He based his idea on several similarities to the distributed denial-of-service (DDoS) attacks that hammered U.S. government and South Korean commercial sites in early July. A different motivation surfaced late Thursday, when a Facebook executive told CNET News that his company believed the attacks were directed against one individual, a pro-Georgian blogger who had accounts on Facebook, Twitter, LiveJournal and Google Inc.’s Blogger and YouTube.
“It was a simultaneous attack across a number of properties targeting him to keep his voice from being heard,” Max Kelly, Facebook’s chief security officer, said.
One thing security researchers seemed to agree on was that Twitter needed to bolster its Web infrastructure, or it will invite further attacks.
Chinese office suite goes online
A Chinese company that offers a rival suite to Microsoft Office is following industry trends by turning its software into a Web-based service. Evermore Software, based in the eastern Chinese city of Wuxi, has for years offered a software suite that looks very similar to Microsoft Office but costs less. Now the company sees its rivals moving online, and it is designing a Web version of its suite to compete with the likes of Google Docs and Microsoft’s upcoming Office Web apps. “Everyone is searching for what form the online office should take, including Microsoft,” Wang Yuanbing, vice president of Evermore, said in an interview.
Evermore is little-known outside China. But over 20 million users have downloaded the personal version of Evermore Integrated Office, and state-owned enterprises and government offices around China use the business version, said said one com[pany executive.

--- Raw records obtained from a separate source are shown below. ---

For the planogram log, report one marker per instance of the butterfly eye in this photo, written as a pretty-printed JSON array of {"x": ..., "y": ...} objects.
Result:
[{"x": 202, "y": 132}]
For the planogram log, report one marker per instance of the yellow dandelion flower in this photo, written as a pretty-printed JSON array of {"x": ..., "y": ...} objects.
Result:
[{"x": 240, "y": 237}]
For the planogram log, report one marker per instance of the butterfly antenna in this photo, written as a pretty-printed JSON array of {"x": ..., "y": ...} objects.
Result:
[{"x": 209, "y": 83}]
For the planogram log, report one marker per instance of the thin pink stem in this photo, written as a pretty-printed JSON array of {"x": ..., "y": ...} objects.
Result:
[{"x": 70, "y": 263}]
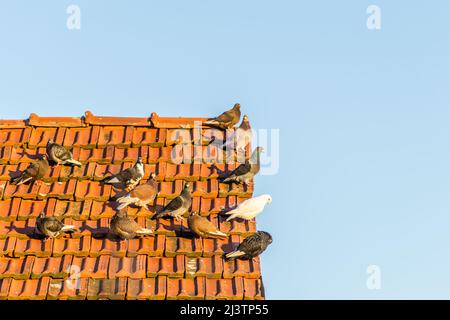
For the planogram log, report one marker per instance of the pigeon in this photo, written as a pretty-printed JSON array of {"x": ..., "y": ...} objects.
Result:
[
  {"x": 35, "y": 171},
  {"x": 250, "y": 208},
  {"x": 252, "y": 246},
  {"x": 142, "y": 195},
  {"x": 126, "y": 228},
  {"x": 60, "y": 155},
  {"x": 227, "y": 119},
  {"x": 241, "y": 137},
  {"x": 128, "y": 178},
  {"x": 246, "y": 171},
  {"x": 204, "y": 228},
  {"x": 51, "y": 226},
  {"x": 178, "y": 206}
]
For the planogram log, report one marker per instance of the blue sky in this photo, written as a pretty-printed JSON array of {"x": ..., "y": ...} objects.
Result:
[{"x": 363, "y": 115}]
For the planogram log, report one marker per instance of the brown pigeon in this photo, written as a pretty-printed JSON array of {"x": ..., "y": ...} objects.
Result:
[
  {"x": 227, "y": 119},
  {"x": 252, "y": 246},
  {"x": 51, "y": 226},
  {"x": 126, "y": 228},
  {"x": 142, "y": 196},
  {"x": 60, "y": 155},
  {"x": 129, "y": 178},
  {"x": 204, "y": 228},
  {"x": 35, "y": 171},
  {"x": 246, "y": 171},
  {"x": 178, "y": 206}
]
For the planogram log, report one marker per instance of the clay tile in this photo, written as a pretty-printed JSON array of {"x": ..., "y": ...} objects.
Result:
[
  {"x": 193, "y": 289},
  {"x": 74, "y": 288},
  {"x": 17, "y": 268},
  {"x": 210, "y": 267},
  {"x": 147, "y": 289},
  {"x": 92, "y": 267},
  {"x": 130, "y": 267},
  {"x": 225, "y": 289},
  {"x": 38, "y": 121},
  {"x": 55, "y": 267},
  {"x": 175, "y": 122},
  {"x": 31, "y": 289},
  {"x": 99, "y": 289},
  {"x": 165, "y": 266},
  {"x": 89, "y": 118},
  {"x": 12, "y": 124}
]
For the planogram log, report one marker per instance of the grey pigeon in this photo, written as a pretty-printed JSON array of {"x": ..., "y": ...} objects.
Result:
[
  {"x": 227, "y": 119},
  {"x": 142, "y": 195},
  {"x": 178, "y": 206},
  {"x": 60, "y": 155},
  {"x": 35, "y": 171},
  {"x": 204, "y": 228},
  {"x": 126, "y": 228},
  {"x": 245, "y": 171},
  {"x": 252, "y": 246},
  {"x": 129, "y": 178},
  {"x": 51, "y": 226}
]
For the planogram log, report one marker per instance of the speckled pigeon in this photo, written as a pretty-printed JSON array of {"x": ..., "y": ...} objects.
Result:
[
  {"x": 35, "y": 171},
  {"x": 250, "y": 208},
  {"x": 245, "y": 171},
  {"x": 178, "y": 206},
  {"x": 126, "y": 228},
  {"x": 227, "y": 119},
  {"x": 252, "y": 246},
  {"x": 141, "y": 196},
  {"x": 129, "y": 178},
  {"x": 204, "y": 228},
  {"x": 60, "y": 155},
  {"x": 51, "y": 226}
]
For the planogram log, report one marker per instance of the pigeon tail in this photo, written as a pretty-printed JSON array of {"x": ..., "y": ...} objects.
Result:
[
  {"x": 20, "y": 180},
  {"x": 144, "y": 231},
  {"x": 218, "y": 234},
  {"x": 111, "y": 180},
  {"x": 123, "y": 203},
  {"x": 234, "y": 254},
  {"x": 68, "y": 228},
  {"x": 74, "y": 162}
]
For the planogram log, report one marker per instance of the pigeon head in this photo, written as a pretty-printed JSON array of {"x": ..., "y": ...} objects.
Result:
[
  {"x": 266, "y": 236},
  {"x": 268, "y": 198},
  {"x": 121, "y": 214}
]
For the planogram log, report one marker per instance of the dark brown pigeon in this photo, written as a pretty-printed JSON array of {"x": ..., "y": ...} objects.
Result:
[
  {"x": 141, "y": 196},
  {"x": 35, "y": 171},
  {"x": 178, "y": 206},
  {"x": 129, "y": 178},
  {"x": 252, "y": 246},
  {"x": 227, "y": 119},
  {"x": 60, "y": 155},
  {"x": 51, "y": 226},
  {"x": 245, "y": 171},
  {"x": 126, "y": 228}
]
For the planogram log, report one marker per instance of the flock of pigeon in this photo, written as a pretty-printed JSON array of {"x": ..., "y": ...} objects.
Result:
[{"x": 144, "y": 195}]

Alibaba.com sets sites on U.S. market
Alibaba.com, China’s top e-commerce Web site, will step up efforts to expand abroad by launching its first large advertising campaign in the U.S. next week, the company said Friday.

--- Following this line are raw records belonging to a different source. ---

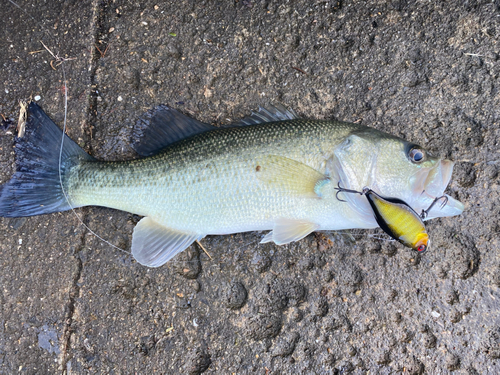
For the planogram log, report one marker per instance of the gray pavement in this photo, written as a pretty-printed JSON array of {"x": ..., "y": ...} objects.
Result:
[{"x": 331, "y": 303}]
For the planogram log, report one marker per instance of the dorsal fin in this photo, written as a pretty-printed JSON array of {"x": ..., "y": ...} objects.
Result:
[
  {"x": 161, "y": 127},
  {"x": 271, "y": 113}
]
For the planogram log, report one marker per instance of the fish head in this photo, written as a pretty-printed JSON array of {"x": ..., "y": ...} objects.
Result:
[{"x": 393, "y": 167}]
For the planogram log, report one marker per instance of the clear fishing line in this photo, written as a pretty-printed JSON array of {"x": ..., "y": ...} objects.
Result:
[{"x": 61, "y": 61}]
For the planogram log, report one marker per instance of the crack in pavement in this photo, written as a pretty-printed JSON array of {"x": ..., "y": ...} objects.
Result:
[{"x": 101, "y": 42}]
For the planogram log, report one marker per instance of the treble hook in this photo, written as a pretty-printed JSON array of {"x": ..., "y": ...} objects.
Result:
[
  {"x": 424, "y": 213},
  {"x": 342, "y": 190}
]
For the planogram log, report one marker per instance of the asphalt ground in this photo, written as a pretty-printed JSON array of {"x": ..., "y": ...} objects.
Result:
[{"x": 332, "y": 303}]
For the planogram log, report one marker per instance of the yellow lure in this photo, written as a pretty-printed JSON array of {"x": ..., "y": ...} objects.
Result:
[{"x": 399, "y": 220}]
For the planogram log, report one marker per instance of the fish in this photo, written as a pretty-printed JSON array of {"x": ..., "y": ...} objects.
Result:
[
  {"x": 269, "y": 171},
  {"x": 396, "y": 218}
]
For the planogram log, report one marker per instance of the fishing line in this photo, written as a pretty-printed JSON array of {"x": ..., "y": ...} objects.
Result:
[{"x": 61, "y": 62}]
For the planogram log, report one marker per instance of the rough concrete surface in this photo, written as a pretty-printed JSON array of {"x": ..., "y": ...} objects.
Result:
[{"x": 427, "y": 71}]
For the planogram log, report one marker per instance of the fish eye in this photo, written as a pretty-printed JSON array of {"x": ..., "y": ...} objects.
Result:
[{"x": 416, "y": 155}]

The campaign, the latest sign of Alibaba’s ambitions overseas, is a core part of a $30 million marketing effort the company is launching abroad this year, an Alibaba spokeswoman said by e-mail. Ads meant to increase awareness and traffic to Alibaba.com will depict characters who used the Web site to propel their companies to success. The U.S. already accounts for the largest portion of Alibaba’s foreign users, who numbered 8.6 million at the end of March. But the Web site, a platform for businesses to buy and sell everything from raw materials to finished products, remains best-known in China.

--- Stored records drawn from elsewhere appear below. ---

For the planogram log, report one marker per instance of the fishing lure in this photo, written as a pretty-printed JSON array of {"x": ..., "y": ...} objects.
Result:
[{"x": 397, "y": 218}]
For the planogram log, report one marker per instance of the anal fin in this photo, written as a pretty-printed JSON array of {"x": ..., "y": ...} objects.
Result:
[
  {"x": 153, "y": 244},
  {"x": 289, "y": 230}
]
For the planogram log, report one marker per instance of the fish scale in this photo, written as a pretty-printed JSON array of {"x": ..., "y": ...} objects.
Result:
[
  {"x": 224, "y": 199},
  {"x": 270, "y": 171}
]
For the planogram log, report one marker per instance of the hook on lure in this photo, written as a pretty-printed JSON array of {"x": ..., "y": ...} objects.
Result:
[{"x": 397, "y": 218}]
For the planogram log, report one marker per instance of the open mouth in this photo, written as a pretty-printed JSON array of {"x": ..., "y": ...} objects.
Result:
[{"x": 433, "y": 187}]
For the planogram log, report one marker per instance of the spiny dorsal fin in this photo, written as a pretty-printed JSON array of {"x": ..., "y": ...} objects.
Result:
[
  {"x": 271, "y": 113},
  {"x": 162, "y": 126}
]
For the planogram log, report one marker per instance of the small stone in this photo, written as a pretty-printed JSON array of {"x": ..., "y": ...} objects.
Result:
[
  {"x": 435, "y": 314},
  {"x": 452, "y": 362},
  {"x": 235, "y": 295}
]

Nvidia pays for manufacturing errors
Nvidia on Thursday disclosed a charge of US$119.1 million for its second fiscal quarter, ended July 26, to cover costs related to a faulty die and weak packaging material used in its graphics chips. It was Nvidia’s second charge related to the faulty chips. Nvidia recorded a $196 million charge during last year’s second fiscal quarter to cover warranty and product replacement costs associated with the issue.
Nvidia last July reported that some graphics chips were overheating due to weak packaging material and the thermal design of some laptops. PC makers such as Dell, Hewlett-Packard and Apple used the faulty graphics chips in their products. Following the revelation, PC makers put programs in place that would either fix the BIOS or replace PCs that had the faulty chips. The costs of those programs were shared between Nvidia and the manufacturers.